A repatriação de ativos foi autorizada pela Lei 13.254/16, que criou o Regime Especial de Regularização Cambial e Tributária (RERCT). O prazo para adesão ao regime começou em abril e terminou em 31 de outubro. Pela proposta em tramitação, em vez de um custo total de 30% de imposto para regularizar os bens, o contribuinte terá de pagar as alíquotas de 17,5% de multa e 17,5% de Imposto de Renda, 35% no total.

Mulheres
Na pauta divulgada para hoje, o primeiro item é o Projeto de Lei 7371/14, da Comissão Parlamentar Mista de Inquérito (CPMI) da Violência contra a Mulher, que cria o Fundo Nacional de Enfrentamento à Violência contra as Mulheres. Segundo projeto, o fundo receberá dinheiro do orçamento, de doações, de convênios e de seus rendimentos para investir em políticas de combate à violência contra a mulher.

Entre as ações que podem ser beneficiadas estão: assistência a vítimas, medidas pedagógicas e campanhas de prevenção, pesquisas, participação de representantes oficiais em eventos relacionados à temática da violência contra a mulher, reforma de instalações, compra de equipamentos e outros gastos relacionados à gestão (exceto pagamento de pessoal).

Crianças e adolescentes
Também poderá ser analisado o Projeto de Lei 3792/15, da deputada Maria do Rosário (PT-RS) e outros, que cria um sistema de garantia de direitos de crianças e adolescentes que sejam testemunhas ou vítimas de violência. A proposta obriga a União, os estados, os municípios e o Distrito Federal a se articular em políticas públicas para resguardar os direitos de crianças e adolescentes e protegê-los de situações de violência.
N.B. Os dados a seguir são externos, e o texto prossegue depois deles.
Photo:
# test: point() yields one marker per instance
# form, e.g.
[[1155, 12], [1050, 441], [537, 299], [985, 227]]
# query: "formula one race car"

O texto estabelece, por exemplo, regras para os depoimentos dados por crianças e adolescentes, com a garantia de que as vítimas de violência, especialmente sexual, sejam ouvidas apenas por profissionais devidamente capacitados dos órgãos da saúde, assistência social e segurança responsáveis diretamente pelo atendimento dessas situações.

Partidos
Também poderá ir a voto também o Projeto de Lei 4424/16, do deputado licenciado e atual ministro dos Transportes, Maurício Quintella Lessa (PR-AL). Ontem, presidentes das legendas partidárias, reuniram-se com o presidente do TSE, ministro Gilmar Mendes, para buscar um texto de consenso em torno da proposta. Para o presidente da Câmara, Rodrigo Maia, a decisão de permitir ou não a existência de diretórios partidários provisórios nos estados e nos municípios cabe ao Congresso Nacional, mas ressaltou a importância de construir um acordo entre os partidos e o TSE.

A redação original prevê, além da possibilidade de manutenção permanente de diretórios provisórios nos estados, dois outros pontos: manutenção do registro dos partidos mesmo quando tiverem as contas julgadas como "não prestadas" ou desaprovadas; e revogação do direito do TSE de expedir instruções para a execução da Lei dos Partidos Políticos (Lei 9.096/95).

Fundos de pensão
A pauta também inclui, entre outros itens, o Projeto de Lei Complementar (PLP) 268/16, do Senado, que cria regras para escolha e atuação de diretores-executivos e conselheiros de fundos fechados de previdência complementar vinculados a entes públicos e suas empresas, fundações ou autarquias.